What complexity class is Bitcoin's proof-of-work (hashcash) in?

9

8

To formulate this question precisely, I will define an idealized hypothetical "perfect" hash function H(n) which has nice scalability properties, and will formulate a problem PERFECT HASHCASH in terms of that, understanding that practical considerations may end up yielding only an approximation of this ideal.

To keep it simple, we will say that our hash function H(n) takes as input a single natural number n. Then we say that H(n) is a perfect hash function iff:

  1. H(n) maps each natural number to an infinite binary sequence, of which the time complexity to compute any initial segment s is polynomial in the size of n and s, (making it a sponge function).
  2. For any initial segment of length d, the set of all natural numbers n such that H(n) shares that initial segment has natural density = 1/(2^d).

The first thing formalizes the scalability of our function, and the second thing formalizes the idea that we want all hashes to appear roughly "equally often" as an output. Other than that, our perfect hash function is a black box, and we don't care much about exactly how it works, so long as it meets the above properties, as well as the usual desiderata applying to hash functions (easy to compute, hard to invert, hard to find collisions, etc).

Predicated on the assumption that a perfect hash function exists, we can now define the problem PERFECT HASHCASH as follows: PERFECT HASHCASH takes as input a perfect hash function H, a natural number n, and an all-zeroes vector 0^d of length d, which can be thought of as a unary representation of d. A solution to PERFECT HASHCASH consists of an n and d such that H(n) starts with 0^d.

Given those inputs, it is clear that PERFECT HASHCASH is in the complexity class TFNP, since this is a function problem and a solution is guaranteed to exist.

Can we also identify PERFECT HASHCASH as a member of any complexity class finer than TFNP?

Could it perhaps be in PPP? PPA? PPAD? Something else?

For background, see Complexity class on Wikipedia.
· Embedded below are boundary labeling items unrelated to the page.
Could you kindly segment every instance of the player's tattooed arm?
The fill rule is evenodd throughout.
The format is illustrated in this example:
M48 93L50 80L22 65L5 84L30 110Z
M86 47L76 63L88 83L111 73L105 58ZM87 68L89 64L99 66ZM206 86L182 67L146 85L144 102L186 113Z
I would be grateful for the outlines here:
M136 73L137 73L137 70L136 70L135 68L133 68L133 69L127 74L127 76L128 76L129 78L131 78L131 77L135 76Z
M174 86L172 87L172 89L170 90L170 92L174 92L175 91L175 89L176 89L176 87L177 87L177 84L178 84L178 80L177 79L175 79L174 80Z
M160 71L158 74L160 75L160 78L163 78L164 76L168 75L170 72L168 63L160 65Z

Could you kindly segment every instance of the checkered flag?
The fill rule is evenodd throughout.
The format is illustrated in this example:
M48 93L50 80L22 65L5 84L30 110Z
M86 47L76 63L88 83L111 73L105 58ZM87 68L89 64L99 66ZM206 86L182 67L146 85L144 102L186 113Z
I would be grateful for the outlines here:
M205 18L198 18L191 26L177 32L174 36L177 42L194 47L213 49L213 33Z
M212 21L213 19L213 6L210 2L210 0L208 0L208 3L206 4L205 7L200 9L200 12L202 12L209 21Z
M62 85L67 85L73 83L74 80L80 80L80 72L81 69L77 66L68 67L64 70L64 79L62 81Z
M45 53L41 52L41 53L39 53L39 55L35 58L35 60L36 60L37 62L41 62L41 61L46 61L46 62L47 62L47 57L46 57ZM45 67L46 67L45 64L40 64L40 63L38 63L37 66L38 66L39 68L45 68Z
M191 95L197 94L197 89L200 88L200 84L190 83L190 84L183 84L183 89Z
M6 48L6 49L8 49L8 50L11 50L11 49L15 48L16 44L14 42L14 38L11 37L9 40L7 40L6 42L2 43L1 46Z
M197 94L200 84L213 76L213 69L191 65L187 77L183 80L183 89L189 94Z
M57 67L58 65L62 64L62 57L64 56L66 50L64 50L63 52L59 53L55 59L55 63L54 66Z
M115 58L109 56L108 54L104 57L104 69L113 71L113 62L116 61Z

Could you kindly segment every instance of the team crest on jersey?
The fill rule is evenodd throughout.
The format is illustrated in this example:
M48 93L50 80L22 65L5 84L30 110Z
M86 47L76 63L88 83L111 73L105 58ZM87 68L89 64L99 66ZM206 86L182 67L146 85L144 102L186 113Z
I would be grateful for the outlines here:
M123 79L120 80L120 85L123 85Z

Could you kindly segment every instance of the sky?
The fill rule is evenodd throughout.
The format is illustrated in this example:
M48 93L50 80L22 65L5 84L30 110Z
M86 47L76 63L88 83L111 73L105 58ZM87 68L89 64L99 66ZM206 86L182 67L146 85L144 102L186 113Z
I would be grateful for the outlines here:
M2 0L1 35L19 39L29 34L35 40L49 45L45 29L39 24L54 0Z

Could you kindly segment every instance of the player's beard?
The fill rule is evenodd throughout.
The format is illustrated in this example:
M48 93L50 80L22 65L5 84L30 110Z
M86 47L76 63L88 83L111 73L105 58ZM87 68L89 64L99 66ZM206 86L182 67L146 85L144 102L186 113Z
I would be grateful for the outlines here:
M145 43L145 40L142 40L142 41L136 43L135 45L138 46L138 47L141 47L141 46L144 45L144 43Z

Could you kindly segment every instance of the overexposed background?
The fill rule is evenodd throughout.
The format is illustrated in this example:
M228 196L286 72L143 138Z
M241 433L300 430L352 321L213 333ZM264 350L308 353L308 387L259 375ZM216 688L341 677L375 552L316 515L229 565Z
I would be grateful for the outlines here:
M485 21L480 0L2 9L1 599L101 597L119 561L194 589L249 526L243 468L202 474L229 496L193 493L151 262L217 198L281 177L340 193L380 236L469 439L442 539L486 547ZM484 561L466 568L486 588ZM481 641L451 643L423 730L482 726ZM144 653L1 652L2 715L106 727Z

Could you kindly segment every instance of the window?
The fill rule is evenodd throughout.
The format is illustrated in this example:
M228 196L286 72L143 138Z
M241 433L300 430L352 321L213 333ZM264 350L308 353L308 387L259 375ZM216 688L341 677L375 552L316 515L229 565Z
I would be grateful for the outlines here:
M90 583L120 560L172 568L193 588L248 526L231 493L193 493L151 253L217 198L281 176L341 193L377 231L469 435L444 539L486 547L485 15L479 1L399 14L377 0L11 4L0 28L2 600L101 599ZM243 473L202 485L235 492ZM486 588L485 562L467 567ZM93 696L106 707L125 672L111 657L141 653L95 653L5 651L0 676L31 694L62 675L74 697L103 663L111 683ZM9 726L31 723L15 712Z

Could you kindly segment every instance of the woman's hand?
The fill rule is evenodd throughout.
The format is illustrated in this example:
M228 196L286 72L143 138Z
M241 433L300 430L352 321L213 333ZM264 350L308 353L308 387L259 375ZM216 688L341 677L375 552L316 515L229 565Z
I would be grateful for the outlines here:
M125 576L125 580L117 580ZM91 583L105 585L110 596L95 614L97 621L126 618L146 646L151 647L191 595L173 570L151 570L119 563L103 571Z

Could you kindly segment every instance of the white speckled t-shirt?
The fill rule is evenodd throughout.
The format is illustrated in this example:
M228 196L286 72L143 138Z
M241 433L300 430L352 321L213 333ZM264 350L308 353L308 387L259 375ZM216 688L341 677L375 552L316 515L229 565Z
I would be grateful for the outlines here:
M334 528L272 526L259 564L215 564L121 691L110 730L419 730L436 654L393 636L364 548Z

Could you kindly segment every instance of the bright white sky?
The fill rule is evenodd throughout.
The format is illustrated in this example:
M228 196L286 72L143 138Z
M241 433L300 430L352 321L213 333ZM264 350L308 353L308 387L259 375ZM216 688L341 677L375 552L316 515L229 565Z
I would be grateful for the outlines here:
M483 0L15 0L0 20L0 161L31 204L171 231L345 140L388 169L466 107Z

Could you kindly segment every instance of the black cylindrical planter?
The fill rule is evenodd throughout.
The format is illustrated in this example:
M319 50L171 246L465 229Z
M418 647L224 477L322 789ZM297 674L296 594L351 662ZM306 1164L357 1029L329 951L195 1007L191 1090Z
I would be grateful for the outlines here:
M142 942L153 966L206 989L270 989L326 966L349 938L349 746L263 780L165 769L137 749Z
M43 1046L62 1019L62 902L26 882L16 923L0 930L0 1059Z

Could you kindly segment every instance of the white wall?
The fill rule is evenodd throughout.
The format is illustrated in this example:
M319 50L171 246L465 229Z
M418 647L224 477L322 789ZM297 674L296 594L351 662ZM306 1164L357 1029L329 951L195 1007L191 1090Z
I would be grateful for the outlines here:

EDIT: the above question has been overhauled, as in the way that I originally formulated it I assumed that SHA256 is what I'm now calling a perfect hash function. Many people have noted in the comments that this may not be true, so rather than place the emphasis in this question on whether SHA256 specifically has the nice scaling properties we want, I defined an idealized hash function that we hope SHA256 at least approximates nicely enough for real-world purposes, and rephrased the question in terms of that.

As a final note to clear up any potential confusion, to make PERFECT HASHCASH resemble real Hashcash, we'd have to make one more assumption: that there exists some way to start with a block of data (an email, a Bitcoin block, etc) and somehow derive a characteristic perfect hash function from that, perhaps by "salting" a different perfect hash function in a way that the result is also another perfect hash function. So in the case of a "perfect Bitcoin," all of the miners on the bitcoin network would be working with their own unique perfect hash functions H'(n) which are somehow tied to the block they're working on, and each miner would simply try H'(0), H'(1), H'(2), ... in order until they find something starting with enough 0's. Each H' would be a different input to PERFECT HASHCASH.

Mike Battaglia

Posted 2013-10-16T01:44:19.440

Reputation: 273

+1 though not everyone on this site is a cryptographer; it may be beneficial to describe the acronyms (FNP, TFNP, etc) or to ask on crypto.stackoverflow.comgoodguys_activate 2013-10-16T14:09:20.230

I think it is the responsibility of the asker to make his question understandable to potential experts answering the question, giving all background information shouldn't be necessary in every question, it would inflate questions too much.Murch 2013-10-25T10:33:53.723

Polynomial in what value? What's playing the role of input size here?Nate Eldredge 2014-02-01T20:47:38.920

Nate: Difficulty.Mike Battaglia 2014-02-02T00:21:16.067

The pigeonhole principle guarantees that there are an infinite number of solutions for some x. It does not guarantee an infinite number of solutions for every x - I'm not sure we can disprove that there is some x for which there is no solution.Meni Rosenfeld 2014-02-03T14:12:16.763

I'm not sure it makes sense to consider difficulty (or its log) as input size. In particular because if the hash function is fixed as SHA-256, difficulty values above 2^256 are meaningless so you can't talk about asymptotics.Meni Rosenfeld 2014-02-03T14:15:01.963

@MeniRosenfeld The pp guarantees that there are solutions (more than zero, but not infinitely many, which is impossible for a finite discrete input size).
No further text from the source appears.